Cala, invece, il numero degli operatori certificati, forse per effetto della crisi: alla fine del 2011 erano 84.148, lo 0,5% in meno rispetto all’anno precedente. Tra loro, la grande maggioranza (il 91,9%) svolge solo attività di produzione, il 5,9% soltanto trasformazione e il restante 2,2% entrambe le attività.

Si tratta, come in molti altri settori produttivi italiani, di imprese guidate per lo più da titolari maschi: il 79,9% dei produttori e l’85,3% dei trasformatori, infatti, sono uomini. Per quanto riguarda invece la distribuzione geografica, il 28% delle aziende produttrici che vantano uno dei riconoscimenti si trova in località di montagna (nel 2010 erano solo il 17%).
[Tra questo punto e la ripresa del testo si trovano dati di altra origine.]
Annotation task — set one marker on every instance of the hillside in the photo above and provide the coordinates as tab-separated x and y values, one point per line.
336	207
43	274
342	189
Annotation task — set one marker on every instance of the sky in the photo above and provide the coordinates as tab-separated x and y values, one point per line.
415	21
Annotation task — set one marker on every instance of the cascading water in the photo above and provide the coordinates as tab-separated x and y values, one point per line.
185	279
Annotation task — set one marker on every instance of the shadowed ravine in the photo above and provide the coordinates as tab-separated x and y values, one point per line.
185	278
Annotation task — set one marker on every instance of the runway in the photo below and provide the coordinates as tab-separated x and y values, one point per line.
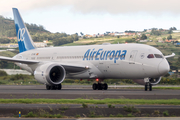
39	91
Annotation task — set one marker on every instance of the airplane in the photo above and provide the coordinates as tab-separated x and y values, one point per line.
142	63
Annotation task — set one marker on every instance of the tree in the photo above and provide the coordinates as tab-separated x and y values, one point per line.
154	31
164	38
143	37
169	37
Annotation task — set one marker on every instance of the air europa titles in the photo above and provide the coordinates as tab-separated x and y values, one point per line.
105	54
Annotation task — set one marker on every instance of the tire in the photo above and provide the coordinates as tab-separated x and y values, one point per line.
59	87
48	87
105	86
145	88
99	86
94	86
150	87
53	87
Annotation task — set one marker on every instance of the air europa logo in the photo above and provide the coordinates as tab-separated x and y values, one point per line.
105	54
21	32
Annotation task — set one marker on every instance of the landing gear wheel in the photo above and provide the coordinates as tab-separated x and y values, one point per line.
145	88
94	86
59	87
105	86
48	87
99	86
53	87
150	87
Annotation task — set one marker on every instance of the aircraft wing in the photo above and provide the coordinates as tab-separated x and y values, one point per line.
69	67
18	60
168	56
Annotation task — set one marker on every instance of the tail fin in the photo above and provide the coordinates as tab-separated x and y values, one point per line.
25	41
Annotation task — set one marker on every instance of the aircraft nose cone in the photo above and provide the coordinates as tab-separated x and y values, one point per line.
163	67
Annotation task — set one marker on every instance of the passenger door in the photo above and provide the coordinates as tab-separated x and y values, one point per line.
133	57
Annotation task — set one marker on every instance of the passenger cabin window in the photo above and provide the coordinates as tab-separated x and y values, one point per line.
158	56
150	56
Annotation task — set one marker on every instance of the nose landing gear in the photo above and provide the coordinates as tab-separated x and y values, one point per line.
148	85
100	86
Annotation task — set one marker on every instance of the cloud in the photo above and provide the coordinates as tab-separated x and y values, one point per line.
96	6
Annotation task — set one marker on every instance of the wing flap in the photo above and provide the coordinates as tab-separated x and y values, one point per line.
74	68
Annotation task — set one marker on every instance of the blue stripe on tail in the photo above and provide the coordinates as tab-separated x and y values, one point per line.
24	39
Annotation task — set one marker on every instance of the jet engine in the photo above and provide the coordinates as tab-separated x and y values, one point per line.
153	81
50	74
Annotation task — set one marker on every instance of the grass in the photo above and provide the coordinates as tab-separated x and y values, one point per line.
92	101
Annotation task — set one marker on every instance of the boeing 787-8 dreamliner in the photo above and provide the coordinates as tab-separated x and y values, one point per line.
50	66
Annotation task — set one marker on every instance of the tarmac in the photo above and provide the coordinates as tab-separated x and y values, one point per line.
86	92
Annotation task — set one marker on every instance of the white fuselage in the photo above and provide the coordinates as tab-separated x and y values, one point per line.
105	61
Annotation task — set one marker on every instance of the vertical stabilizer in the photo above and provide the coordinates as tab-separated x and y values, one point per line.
25	41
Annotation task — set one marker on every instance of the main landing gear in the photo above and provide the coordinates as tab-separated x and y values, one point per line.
148	86
100	86
54	87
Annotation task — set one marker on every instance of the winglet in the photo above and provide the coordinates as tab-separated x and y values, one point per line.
168	56
25	41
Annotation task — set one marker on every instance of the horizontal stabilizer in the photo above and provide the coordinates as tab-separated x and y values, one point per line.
168	56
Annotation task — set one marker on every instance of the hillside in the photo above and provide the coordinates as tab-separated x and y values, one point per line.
37	32
7	28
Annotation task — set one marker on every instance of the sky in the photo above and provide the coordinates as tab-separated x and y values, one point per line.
96	16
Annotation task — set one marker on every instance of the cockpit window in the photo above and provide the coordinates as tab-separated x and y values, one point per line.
150	56
158	56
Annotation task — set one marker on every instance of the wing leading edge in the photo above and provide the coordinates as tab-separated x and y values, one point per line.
69	67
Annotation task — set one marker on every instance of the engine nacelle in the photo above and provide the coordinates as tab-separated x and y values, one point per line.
153	81
50	74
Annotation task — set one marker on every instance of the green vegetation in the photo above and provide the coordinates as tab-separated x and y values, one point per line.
37	32
166	113
45	115
84	105
89	101
131	109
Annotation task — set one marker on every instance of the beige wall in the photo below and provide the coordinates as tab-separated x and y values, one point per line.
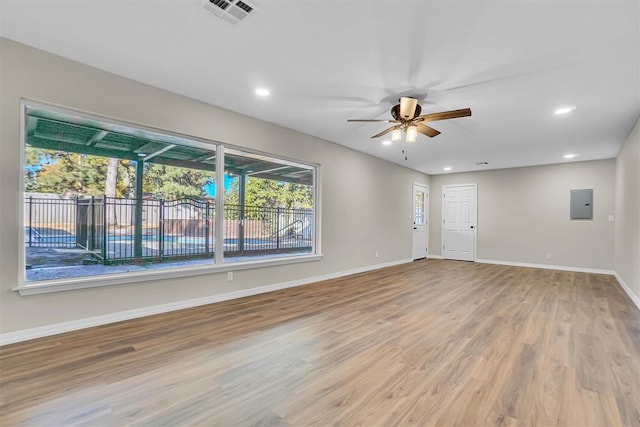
366	202
627	230
523	214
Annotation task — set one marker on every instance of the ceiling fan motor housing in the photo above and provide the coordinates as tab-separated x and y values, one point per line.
395	112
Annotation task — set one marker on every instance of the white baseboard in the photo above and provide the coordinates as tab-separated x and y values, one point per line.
74	325
548	267
628	290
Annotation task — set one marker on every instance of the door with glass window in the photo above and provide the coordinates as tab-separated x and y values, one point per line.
420	221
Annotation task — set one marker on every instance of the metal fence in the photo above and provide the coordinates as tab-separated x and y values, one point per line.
170	229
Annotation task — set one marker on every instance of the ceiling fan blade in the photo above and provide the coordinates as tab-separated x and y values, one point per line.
408	107
464	112
384	132
372	120
426	130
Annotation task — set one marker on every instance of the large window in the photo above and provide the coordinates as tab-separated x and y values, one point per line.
115	200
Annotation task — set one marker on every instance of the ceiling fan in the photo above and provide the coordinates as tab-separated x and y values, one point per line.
407	117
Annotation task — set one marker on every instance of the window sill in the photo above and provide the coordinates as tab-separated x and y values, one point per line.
144	276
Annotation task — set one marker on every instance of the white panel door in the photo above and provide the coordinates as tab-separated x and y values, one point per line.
420	221
459	222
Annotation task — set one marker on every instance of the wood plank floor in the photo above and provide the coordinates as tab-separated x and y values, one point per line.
428	343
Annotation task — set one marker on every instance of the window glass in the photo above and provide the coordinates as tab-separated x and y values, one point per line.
102	198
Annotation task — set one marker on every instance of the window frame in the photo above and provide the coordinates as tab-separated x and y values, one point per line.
217	265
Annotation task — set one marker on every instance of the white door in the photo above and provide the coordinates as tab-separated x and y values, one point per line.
420	221
459	222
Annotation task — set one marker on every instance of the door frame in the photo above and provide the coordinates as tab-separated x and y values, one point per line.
426	213
475	233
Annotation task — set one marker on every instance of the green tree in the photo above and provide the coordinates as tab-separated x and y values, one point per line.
170	182
62	173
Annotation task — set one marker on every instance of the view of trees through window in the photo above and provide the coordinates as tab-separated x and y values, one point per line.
100	201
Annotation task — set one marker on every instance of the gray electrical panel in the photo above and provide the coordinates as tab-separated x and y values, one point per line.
582	204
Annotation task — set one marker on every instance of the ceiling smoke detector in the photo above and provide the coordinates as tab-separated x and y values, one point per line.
232	11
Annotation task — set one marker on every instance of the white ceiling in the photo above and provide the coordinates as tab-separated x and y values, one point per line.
325	61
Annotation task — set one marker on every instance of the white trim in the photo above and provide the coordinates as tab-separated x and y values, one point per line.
56	285
58	328
426	212
84	282
634	298
547	267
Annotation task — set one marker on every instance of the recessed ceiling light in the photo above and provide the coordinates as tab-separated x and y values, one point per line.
564	110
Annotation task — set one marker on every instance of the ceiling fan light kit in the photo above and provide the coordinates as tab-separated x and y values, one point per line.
407	119
412	133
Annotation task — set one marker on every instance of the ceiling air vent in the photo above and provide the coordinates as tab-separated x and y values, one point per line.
232	11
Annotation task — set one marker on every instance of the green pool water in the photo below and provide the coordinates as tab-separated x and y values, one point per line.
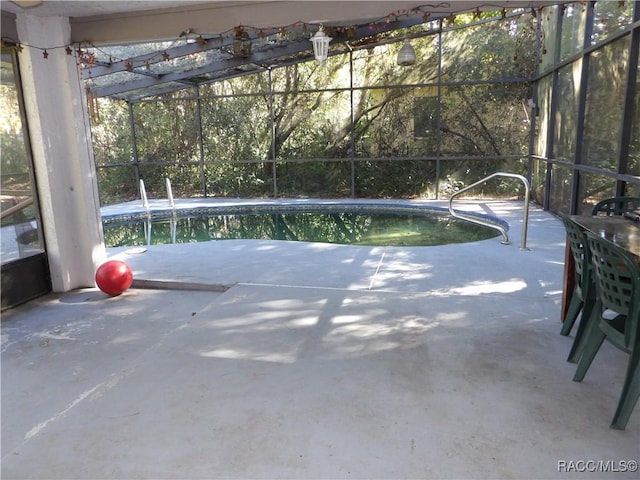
358	228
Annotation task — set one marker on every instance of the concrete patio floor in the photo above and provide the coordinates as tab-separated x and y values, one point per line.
319	361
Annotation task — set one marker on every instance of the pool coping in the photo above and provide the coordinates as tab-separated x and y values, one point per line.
163	210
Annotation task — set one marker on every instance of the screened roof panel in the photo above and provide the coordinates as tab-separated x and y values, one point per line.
133	72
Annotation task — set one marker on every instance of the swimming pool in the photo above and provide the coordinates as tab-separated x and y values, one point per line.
342	223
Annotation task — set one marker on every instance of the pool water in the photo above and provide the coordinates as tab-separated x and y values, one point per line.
371	229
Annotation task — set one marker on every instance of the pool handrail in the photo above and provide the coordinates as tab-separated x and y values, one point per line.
143	196
502	230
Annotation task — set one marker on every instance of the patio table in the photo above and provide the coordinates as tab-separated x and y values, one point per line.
620	230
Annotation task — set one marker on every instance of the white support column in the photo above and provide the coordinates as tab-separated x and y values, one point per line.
58	120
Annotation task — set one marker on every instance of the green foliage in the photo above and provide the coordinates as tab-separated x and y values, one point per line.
386	131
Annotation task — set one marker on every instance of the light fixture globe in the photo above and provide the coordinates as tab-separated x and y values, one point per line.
406	55
321	45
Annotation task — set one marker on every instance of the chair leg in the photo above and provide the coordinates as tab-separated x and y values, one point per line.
592	342
572	314
588	317
630	392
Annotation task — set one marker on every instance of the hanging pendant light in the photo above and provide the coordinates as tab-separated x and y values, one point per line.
241	43
406	55
321	45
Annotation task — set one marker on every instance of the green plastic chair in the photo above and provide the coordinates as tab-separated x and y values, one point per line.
617	278
583	298
616	206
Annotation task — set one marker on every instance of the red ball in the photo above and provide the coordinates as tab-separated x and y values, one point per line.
114	277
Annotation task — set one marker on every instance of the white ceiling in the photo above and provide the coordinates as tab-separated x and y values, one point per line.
90	8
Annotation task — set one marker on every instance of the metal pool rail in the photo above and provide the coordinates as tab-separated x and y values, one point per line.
502	230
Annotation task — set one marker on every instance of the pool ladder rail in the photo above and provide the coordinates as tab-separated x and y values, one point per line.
501	229
145	205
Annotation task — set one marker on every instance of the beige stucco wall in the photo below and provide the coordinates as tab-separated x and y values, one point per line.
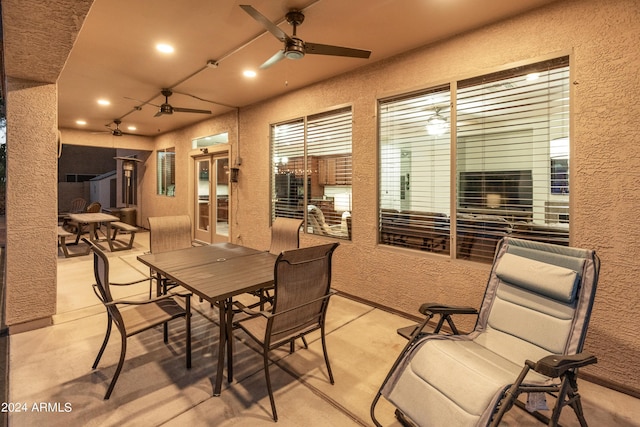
30	270
601	37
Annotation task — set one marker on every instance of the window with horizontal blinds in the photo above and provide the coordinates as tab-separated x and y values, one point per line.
312	172
507	123
166	168
287	149
510	162
415	152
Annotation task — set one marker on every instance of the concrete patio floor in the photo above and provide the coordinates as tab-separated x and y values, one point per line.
52	366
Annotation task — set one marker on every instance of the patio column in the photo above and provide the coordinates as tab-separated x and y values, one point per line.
31	212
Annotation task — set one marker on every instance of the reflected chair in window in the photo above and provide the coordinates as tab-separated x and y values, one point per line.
168	233
133	317
316	220
285	235
528	338
302	292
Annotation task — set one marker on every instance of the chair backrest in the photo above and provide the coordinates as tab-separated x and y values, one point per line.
78	205
317	221
101	287
302	278
94	207
168	233
538	300
285	235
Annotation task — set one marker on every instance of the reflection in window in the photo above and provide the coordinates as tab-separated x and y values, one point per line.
510	163
316	186
167	172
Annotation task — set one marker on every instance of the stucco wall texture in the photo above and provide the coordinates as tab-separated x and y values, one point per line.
600	36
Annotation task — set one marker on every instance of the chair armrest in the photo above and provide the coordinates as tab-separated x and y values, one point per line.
556	365
268	314
250	312
430	308
130	283
186	295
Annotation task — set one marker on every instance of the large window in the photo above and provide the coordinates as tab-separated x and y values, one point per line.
312	172
167	172
509	153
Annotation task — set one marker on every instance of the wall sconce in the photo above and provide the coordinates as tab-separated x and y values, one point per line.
128	165
234	174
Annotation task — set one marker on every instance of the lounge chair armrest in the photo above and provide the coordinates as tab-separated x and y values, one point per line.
430	308
556	365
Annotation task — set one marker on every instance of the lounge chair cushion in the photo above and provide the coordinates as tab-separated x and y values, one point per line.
553	281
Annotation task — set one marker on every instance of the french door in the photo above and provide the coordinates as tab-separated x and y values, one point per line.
212	198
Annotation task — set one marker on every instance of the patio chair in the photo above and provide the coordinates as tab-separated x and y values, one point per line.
302	292
285	235
528	338
168	233
133	317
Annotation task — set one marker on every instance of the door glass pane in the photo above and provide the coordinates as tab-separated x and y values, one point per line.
202	212
222	196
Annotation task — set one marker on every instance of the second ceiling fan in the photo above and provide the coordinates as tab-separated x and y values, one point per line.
167	108
294	47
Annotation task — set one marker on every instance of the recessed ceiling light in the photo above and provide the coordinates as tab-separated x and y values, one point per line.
164	48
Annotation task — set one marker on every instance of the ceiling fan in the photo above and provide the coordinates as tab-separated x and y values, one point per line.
294	47
167	108
115	131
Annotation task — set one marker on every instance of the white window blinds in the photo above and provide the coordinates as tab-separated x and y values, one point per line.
166	167
312	171
506	124
510	163
415	152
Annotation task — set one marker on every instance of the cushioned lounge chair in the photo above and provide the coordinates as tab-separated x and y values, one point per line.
528	338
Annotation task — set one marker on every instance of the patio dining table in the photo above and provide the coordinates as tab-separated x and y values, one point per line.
94	220
216	273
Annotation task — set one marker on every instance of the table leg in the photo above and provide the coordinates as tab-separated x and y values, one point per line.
221	347
229	320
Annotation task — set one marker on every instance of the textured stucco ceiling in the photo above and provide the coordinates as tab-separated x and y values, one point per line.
38	36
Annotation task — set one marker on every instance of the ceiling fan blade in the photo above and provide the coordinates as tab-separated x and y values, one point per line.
270	26
325	49
190	110
279	56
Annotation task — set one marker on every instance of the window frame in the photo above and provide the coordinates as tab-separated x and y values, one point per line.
165	179
302	150
424	230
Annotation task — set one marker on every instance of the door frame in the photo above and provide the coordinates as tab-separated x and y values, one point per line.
211	153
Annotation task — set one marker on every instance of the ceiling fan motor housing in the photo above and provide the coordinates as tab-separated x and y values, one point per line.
295	50
166	109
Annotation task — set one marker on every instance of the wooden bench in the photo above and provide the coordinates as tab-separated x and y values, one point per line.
62	243
122	227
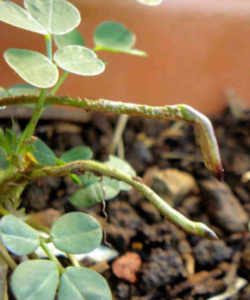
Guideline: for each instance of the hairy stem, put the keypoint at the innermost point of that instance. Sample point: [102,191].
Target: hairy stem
[6,257]
[30,128]
[120,126]
[203,127]
[48,40]
[101,168]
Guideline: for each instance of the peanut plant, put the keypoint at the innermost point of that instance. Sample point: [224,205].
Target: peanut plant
[24,158]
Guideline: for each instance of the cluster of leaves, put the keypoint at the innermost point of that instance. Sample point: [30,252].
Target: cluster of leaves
[39,279]
[21,156]
[48,18]
[73,233]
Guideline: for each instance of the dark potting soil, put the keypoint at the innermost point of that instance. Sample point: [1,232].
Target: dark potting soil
[156,259]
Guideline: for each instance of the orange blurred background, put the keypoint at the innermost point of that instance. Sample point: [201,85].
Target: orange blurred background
[197,49]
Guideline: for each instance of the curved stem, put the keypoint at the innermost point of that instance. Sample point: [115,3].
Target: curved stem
[203,127]
[6,257]
[48,40]
[101,168]
[120,126]
[30,128]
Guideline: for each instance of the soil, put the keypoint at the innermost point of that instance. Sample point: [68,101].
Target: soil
[156,259]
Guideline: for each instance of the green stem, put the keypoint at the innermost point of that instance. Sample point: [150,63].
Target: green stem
[120,126]
[7,258]
[48,40]
[59,83]
[51,256]
[203,127]
[30,128]
[101,168]
[73,260]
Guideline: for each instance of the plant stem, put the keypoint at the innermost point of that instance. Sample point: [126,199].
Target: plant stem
[73,260]
[59,82]
[8,259]
[51,256]
[203,127]
[30,128]
[120,126]
[101,168]
[48,41]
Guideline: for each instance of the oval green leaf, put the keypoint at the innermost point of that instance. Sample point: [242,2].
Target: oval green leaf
[150,2]
[15,15]
[43,154]
[35,280]
[3,158]
[76,233]
[56,16]
[74,37]
[79,60]
[17,236]
[23,89]
[77,153]
[113,35]
[83,284]
[33,67]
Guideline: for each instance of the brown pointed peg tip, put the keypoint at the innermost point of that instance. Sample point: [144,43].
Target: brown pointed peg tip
[206,232]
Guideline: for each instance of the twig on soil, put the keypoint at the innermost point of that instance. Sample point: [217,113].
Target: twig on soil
[101,168]
[203,128]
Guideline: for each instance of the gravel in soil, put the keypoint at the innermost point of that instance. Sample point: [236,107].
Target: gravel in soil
[158,259]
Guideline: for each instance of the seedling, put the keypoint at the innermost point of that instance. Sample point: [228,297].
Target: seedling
[25,158]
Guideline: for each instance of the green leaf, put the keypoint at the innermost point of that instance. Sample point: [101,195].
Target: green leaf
[17,236]
[23,89]
[56,16]
[115,37]
[150,2]
[79,60]
[76,233]
[3,92]
[117,163]
[74,37]
[43,154]
[33,67]
[15,15]
[35,280]
[83,284]
[3,158]
[77,153]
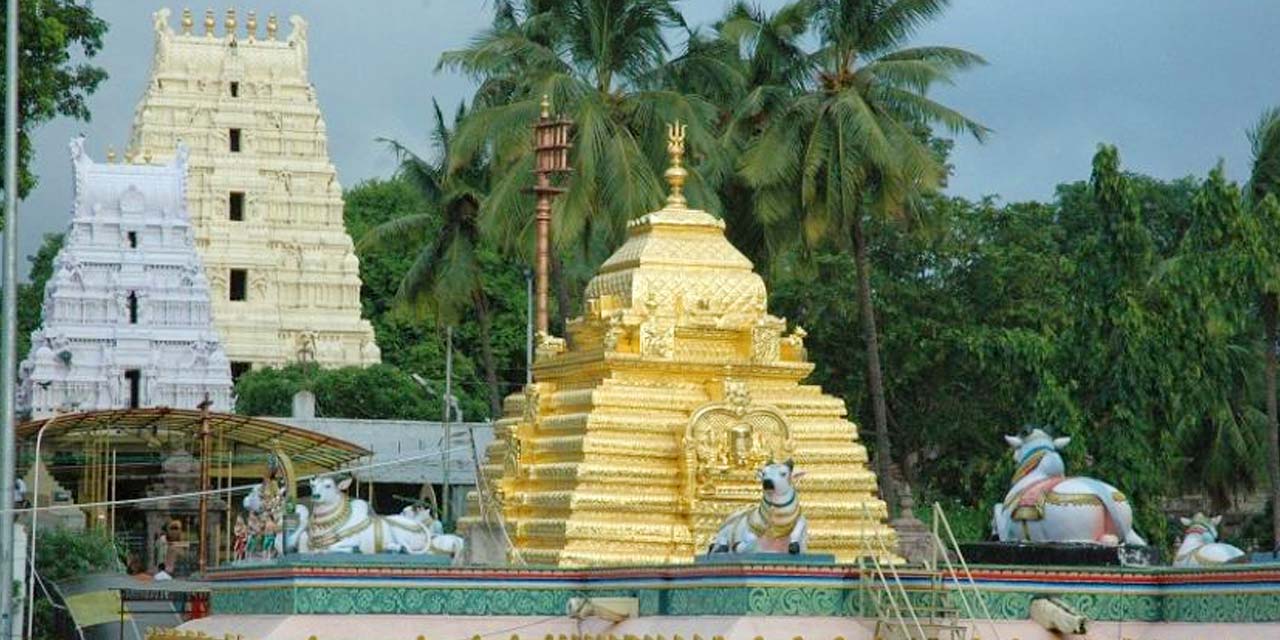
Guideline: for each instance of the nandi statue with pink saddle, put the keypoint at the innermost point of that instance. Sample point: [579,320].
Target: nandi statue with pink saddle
[1045,506]
[1200,545]
[776,525]
[337,524]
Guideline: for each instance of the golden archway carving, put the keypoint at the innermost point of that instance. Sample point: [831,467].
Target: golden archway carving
[725,444]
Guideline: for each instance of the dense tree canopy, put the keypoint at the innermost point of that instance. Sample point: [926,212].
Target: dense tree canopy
[55,36]
[1137,315]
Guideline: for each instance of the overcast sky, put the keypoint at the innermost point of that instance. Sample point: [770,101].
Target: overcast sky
[1174,83]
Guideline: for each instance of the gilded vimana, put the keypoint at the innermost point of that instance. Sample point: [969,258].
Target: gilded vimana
[639,320]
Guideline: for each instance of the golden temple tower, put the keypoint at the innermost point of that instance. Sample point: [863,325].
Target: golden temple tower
[264,199]
[644,433]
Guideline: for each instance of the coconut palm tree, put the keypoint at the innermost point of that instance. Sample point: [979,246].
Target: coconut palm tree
[447,278]
[855,144]
[598,60]
[1264,191]
[750,64]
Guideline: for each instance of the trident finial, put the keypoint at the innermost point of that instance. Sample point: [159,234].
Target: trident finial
[676,173]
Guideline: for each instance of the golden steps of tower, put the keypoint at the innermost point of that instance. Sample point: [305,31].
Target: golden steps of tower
[644,429]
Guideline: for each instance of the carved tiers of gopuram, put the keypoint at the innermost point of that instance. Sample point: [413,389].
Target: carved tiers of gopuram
[638,439]
[265,201]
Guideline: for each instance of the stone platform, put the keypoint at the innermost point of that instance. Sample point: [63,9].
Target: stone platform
[392,585]
[1060,554]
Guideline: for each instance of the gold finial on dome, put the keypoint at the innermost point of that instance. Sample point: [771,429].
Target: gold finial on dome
[676,173]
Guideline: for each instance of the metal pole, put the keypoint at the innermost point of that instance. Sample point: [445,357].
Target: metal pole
[35,521]
[529,329]
[9,319]
[448,432]
[205,440]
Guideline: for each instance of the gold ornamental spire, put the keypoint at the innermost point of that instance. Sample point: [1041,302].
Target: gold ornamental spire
[676,173]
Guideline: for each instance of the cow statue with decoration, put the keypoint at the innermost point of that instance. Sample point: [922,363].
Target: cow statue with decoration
[1046,506]
[776,525]
[338,524]
[1200,547]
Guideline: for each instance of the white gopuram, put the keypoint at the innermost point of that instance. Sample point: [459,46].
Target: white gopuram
[126,312]
[265,201]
Sul piano territoriale, infine, si rafforza il peso dei prodotti tipici delle regioni meridionali, anche se continua a prevalere la presenza di operatori e le aziende produttive con sede nel Nord del Paese.

Un patrimonio che, nel complesso, garantisce all’Italia un fatturato annuo al consumo di 10 miliardi di euro, secondo le ultime stime della Coldiretti. Una risorsa che va tutelata in ogni modo dal fenomeno dei falsi e del cibo contraffatto.

Denuncia l’associazione:

Il falso Made in Italy alimentare all’estero valga 50 miliardi di euro e riguarda i prodotti più rappresentativi. Negli Stati Uniti, oltre al Parmesan, si trovano anche il Chianti californiano e inquietanti imitazioni di Soppressata calabrese e pomodori San Marzano spacciati come italiane. I Paesi dove sono più diffuse le imitazioni sono Australia, Nuova Zelanda e Stati Uniti.